[ih] a few comments about Tier 1 networks, Frame Relay, Sandy Fraser, etc.
Andrew Odlyzko
odlyzko at umn.edu
Tue Apr 28 07:16:57 PDT 2026
Jumping into this interesting discussion with a few minor comments:
Vint asked about Sandy Fraser's data networks. My recollection
is that Spidernet (or possibly just Spider) was created by Sandy,
but it was a local area network, and that it preceded Datakit, which
was for long distance links. I don't know whether Spidernet was
ever commercialized, but it was used inside Bell Labs Research.
(I joined Bell Labs in 1975, and was located physically and
organizationally close to Sandy's group, but was not familiar with
their work, just heard some comments here and there in those early days.)
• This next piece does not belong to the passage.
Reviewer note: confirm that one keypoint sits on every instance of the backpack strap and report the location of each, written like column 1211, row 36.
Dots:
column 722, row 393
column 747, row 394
Apropos Frame Relay and other data networks, as several messages
on this list imply, they were instrumental in enabling the rapid
growth of the Internet. The established telcos were not ignoring
data, they had a flourishing business selling Frame, ATM, and
private line services. The issue is that they were expecting ATM
to take over, and leave Internet as an academic exercise that made
a brief appearance and then faded away. (I was at some meeting with
high-level AT&T executives where they declared that the Internet
was just for porn, and would not listen to the Bell Labs researchers
who tried to tell them otherwise. An amusing tidbit is that while
while ATM was declared to be the future, the internal AT&T network
that carried the all-important billing information, switched to
IP fairly early on.) It took a long while for upper levels of
management to realize what network engineers knew fairly well,
namely that all those Frame, ATM, and private line networks were
increasingly carrying IP traffic.
For some estimates of traffic and capacity at the end of 1997, see
my paper with Kerry Coffman published in October 1998, "The size and
growth rate of the Internet,"
https://firstmonday.org/ojs/index.php/fm/article/view/620/541
At that time, the voice network was far larger than any of the
data networks in traffic (but not capacity), and private lines
carried about as much data as the Internet.